Are you wondering why I’m even asking this question? Whether you are running a business or indulging in a hobby concerns the IRS if you are taking deductions for business expenses or taking a loss on your income taxes. Many unemployed people or underemployed people are trying to turn a hobby into a business. But some of them are trying to claim that a hobby is a business so they can take the tax deductions.
Hobbies usually cost you money for supplies. Maybe you travel to get more information about your hobby or to see how someone else does your hobby. According to the tax code, expenses for hobbies are not tax deductible to the extent that they exceed the income you earn from your hobby.
But, what if you were to classify your hobby as a business? Now, your expenses for supplies and travel are totally deductible. Now, if your business does not show a profit, you can take the loss as a business loss against your other income and lower your taxable income. Sounds great, right?
The IRS states that if your activities, no matter whether you call them a hobby or a business, must be engaged in with the intent to make a profit. It is understood that, especially in the first years of a business, it may lose money. And that is acceptable to the IRS. But, if your business has never shown a profit, the IRS will classify your business as a hobby and disqualify your deductions and business losses.
If the IRS suspects that you are classifying your hobby as a business, it will look at your past five (5) years of tax returns.

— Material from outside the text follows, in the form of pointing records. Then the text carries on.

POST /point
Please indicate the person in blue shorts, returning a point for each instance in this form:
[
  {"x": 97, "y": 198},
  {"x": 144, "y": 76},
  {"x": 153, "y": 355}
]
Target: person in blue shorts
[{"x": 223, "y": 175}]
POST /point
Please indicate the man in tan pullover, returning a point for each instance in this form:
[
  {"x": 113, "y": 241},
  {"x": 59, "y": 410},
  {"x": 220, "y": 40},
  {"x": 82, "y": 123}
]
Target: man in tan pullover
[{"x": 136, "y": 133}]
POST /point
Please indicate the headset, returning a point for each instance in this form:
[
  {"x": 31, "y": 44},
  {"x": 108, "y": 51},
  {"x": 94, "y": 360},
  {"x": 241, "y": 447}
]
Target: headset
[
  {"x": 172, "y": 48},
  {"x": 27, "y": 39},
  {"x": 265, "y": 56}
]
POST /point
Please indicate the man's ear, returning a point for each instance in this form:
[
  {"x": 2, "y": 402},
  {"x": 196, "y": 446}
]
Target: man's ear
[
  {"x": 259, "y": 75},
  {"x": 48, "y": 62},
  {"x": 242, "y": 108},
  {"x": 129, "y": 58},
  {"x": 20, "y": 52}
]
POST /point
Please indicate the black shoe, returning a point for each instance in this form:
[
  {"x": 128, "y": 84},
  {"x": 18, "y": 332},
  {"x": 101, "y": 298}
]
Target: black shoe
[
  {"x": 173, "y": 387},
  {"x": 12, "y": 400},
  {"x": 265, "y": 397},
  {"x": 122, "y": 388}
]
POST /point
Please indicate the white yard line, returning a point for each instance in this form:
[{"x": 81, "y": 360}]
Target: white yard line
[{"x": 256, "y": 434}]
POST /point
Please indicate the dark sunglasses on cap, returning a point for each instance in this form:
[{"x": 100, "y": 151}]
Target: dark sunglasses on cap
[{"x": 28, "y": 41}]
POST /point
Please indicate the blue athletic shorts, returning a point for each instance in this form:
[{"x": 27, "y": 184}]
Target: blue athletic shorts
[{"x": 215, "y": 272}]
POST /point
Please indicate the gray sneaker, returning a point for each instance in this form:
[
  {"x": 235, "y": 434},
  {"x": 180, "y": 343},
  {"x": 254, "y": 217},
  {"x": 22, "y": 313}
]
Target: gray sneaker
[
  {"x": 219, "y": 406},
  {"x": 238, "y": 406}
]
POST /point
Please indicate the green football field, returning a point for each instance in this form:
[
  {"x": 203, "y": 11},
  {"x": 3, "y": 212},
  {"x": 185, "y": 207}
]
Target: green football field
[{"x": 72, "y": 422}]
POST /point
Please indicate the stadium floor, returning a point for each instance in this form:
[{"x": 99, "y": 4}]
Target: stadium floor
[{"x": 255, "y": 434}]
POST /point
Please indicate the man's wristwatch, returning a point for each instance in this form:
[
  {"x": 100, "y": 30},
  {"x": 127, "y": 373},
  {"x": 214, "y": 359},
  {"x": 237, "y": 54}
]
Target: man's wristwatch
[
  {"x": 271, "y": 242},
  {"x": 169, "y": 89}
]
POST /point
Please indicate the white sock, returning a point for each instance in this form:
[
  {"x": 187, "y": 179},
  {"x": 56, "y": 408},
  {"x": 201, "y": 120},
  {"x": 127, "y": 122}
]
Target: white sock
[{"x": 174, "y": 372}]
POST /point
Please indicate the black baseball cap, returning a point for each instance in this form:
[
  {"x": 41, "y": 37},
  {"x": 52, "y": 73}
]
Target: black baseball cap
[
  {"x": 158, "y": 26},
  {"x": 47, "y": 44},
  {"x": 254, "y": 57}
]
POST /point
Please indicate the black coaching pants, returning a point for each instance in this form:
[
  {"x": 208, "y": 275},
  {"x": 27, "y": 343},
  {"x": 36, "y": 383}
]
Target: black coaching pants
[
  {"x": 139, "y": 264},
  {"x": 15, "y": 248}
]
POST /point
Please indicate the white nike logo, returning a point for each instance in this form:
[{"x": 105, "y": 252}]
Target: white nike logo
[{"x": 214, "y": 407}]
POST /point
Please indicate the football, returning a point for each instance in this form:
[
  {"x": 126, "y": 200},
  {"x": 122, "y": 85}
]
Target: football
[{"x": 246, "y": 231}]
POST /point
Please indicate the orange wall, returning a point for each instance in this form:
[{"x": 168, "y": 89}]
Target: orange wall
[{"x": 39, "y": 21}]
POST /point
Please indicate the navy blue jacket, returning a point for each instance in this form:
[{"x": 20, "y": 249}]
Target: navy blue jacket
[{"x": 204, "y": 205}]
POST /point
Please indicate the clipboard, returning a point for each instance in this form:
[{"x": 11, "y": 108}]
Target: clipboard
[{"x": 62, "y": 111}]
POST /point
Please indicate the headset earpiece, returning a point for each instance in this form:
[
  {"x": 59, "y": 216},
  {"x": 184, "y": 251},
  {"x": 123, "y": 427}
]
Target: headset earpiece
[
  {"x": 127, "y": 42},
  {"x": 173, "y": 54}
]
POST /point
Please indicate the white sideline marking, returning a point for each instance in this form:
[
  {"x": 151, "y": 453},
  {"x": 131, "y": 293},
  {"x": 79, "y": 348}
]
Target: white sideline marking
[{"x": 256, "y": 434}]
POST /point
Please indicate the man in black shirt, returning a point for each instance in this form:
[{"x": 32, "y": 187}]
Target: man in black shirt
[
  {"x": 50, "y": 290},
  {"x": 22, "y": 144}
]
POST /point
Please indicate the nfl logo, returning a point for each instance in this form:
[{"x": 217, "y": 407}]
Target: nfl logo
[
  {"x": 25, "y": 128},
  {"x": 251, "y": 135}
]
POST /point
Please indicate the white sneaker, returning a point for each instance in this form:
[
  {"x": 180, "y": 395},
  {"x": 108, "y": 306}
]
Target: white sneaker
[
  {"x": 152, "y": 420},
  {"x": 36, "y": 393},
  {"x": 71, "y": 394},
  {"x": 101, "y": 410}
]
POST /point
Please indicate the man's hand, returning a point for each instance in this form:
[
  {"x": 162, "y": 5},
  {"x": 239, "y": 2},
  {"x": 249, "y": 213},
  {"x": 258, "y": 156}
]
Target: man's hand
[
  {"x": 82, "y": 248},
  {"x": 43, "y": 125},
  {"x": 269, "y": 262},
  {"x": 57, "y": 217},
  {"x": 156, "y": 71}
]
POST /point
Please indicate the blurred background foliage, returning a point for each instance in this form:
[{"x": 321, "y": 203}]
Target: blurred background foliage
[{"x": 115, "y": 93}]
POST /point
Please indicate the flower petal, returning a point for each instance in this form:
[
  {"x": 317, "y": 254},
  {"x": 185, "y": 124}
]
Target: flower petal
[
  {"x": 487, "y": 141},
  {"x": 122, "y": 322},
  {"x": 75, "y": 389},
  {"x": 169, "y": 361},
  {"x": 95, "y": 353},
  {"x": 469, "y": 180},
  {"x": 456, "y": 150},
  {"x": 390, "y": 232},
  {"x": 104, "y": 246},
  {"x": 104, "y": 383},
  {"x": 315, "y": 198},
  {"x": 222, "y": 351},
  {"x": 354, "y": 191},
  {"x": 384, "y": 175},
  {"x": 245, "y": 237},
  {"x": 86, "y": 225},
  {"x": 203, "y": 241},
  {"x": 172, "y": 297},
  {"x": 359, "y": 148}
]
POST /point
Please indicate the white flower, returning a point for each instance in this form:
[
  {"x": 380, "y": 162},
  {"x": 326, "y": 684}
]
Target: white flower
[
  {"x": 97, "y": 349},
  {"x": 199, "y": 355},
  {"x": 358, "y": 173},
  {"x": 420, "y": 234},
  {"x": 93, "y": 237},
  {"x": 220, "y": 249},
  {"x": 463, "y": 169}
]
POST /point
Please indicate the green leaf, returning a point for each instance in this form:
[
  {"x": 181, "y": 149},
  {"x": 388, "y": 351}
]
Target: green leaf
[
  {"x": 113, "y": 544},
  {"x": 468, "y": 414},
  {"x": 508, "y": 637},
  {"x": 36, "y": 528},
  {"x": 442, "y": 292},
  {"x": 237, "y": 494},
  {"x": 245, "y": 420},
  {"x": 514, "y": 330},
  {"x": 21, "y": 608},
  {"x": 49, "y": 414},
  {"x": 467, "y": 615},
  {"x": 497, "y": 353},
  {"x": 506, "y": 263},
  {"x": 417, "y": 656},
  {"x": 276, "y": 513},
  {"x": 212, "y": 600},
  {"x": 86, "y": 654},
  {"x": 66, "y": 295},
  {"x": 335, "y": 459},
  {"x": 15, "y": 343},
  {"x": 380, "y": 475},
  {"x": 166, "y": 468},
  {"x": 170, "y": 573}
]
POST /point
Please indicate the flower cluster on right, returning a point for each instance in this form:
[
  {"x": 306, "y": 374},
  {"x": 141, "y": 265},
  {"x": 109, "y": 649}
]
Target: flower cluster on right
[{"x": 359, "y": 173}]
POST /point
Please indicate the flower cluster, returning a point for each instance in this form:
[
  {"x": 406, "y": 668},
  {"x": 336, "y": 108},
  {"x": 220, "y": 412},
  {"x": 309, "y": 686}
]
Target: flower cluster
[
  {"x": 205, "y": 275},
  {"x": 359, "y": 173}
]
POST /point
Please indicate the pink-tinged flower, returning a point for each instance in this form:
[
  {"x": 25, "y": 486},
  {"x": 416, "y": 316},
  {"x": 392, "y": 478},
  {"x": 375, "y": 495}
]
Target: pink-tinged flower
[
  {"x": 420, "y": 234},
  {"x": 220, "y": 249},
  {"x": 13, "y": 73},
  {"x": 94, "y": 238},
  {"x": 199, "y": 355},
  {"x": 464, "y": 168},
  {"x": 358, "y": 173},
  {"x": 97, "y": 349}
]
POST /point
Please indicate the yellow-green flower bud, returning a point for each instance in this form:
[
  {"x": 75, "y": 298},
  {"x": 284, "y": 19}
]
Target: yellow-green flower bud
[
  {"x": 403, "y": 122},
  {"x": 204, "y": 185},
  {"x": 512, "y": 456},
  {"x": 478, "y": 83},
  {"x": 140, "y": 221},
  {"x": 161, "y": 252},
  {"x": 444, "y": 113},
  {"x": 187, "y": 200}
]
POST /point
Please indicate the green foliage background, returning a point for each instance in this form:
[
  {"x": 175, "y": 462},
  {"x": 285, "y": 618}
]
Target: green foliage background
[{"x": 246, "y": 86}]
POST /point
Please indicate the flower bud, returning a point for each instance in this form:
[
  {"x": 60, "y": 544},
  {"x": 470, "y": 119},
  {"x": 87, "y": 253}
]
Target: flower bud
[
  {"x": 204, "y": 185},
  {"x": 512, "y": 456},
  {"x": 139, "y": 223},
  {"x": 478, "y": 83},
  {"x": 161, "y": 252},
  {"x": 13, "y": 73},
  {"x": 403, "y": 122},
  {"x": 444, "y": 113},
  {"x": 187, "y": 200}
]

If you haven’t made a profit in three (3) out of the past five (5) years, it will likely re-classify your business as a hobby. If you don’t meet this test, or you haven’t been in business for five (5) years, the IRS has a second test. It looks at whether you appear to be running a real business.
How do you show the IRS that you are running a real business that maybe isn’t doing well? Are you keeping records of income and expenses in a systematic way (the way that businesses usually keep their records)? Do you have a separate bank account for your business? Do you market your business? Do you have all of the necessary business licenses and permits? Are you spending most of your free time on this business or do you spend time on it when you feel like it? If you are in business for a few years, are your losses getting smaller? Do you look as if you are moving towards profitability? If your business is still showing a loss, have you changed anything about how you run your business to show you are trying to make a profit?
The IRS has seen many “businesses” that are actually hobbies. They know what real businesses look like and what hobbies look like. If you are really running a business, you should look like a business. If you think you will be able to fool the IRS, think again. And don’t forget that if your hobby makes you money, you have additional income that is reportable on your income tax return and on which you must pay income tax.